# Lockjaw
Lockjaw is a fully static, compile-time
[dependency injection](https://en.wikipedia.org/wiki/Dependency_injection) framework for
[Rust](https://www.rust-lang.org/) inspired by [Dagger](https://dagger.dev). It is also what you get
when jabbed by a rusty dagger.
Features:
* Compile time dependency resolution
* Lockjaw makes sure all dependencies are fulfilled at compile time. The code will fail to
compile if a dependency is missing, there are duplicated bindings for the same type, or if the
dependency graph has cycles. There will be no runtime errors which are harder to detect.
* *Relatively* readable diagnostic messages.
* When a dependency is missing Lockjaw tries to tell you why it is even in the dependency graph,
and where the dependency cycle is.
* Cross-crate injection
* Lockjaw is designed to be used across crates. Clients are able to inject bindings provided by
libraries if they also use Lockjaw.
* Minimal generated code surface
* While procedural macros are utilized heavily by Lockjaw, it avoids directly modifying the code
the attributes macros are placed on.
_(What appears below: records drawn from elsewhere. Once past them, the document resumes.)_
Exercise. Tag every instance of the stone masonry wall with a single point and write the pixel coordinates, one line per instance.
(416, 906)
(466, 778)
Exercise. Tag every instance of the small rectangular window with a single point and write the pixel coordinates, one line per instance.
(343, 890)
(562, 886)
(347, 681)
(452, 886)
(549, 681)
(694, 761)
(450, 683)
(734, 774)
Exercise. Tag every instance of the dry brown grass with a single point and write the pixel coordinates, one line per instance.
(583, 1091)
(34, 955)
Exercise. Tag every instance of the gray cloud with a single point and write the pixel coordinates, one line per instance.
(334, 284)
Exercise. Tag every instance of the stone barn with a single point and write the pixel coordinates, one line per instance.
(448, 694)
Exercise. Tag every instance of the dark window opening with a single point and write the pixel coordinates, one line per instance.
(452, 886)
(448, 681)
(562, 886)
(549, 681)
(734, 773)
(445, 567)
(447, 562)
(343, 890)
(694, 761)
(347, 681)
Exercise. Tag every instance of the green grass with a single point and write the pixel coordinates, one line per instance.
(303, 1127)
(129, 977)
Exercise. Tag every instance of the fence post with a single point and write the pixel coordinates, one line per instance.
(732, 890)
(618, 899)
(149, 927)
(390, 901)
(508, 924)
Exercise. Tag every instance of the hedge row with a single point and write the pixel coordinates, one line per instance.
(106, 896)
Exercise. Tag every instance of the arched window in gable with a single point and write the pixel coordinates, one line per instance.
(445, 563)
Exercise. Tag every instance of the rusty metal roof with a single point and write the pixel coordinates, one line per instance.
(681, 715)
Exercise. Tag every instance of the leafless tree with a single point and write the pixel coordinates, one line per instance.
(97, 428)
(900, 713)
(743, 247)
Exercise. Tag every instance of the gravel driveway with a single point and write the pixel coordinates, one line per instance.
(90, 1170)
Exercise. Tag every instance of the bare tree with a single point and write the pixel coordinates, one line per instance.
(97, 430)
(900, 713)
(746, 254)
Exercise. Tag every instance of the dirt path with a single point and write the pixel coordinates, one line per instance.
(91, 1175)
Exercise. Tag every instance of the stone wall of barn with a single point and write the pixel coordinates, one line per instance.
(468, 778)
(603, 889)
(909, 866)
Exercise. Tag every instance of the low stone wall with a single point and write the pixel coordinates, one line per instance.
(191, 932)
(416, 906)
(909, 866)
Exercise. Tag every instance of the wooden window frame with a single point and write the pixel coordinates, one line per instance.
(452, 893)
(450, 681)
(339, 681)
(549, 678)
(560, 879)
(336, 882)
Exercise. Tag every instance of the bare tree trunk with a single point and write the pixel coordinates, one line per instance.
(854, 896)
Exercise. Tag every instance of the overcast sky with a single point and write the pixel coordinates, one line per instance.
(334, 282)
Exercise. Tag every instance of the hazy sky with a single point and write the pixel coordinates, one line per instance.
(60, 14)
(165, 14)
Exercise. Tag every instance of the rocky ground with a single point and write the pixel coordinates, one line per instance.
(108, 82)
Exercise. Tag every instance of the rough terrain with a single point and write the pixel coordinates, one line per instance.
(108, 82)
Only a few generated methods are visible to the user.
This is especially important since most Rust IDEs today does not understand the output of
procedural macros, a few extra type hints on `let` expressions is enough to make autocomplete
functional.
* Optional binding, Multibinding, and generated components for plugin systems
* Lockjaw allows [inversion of control](https://en.wikipedia.org/wiki/Inversion_of_control)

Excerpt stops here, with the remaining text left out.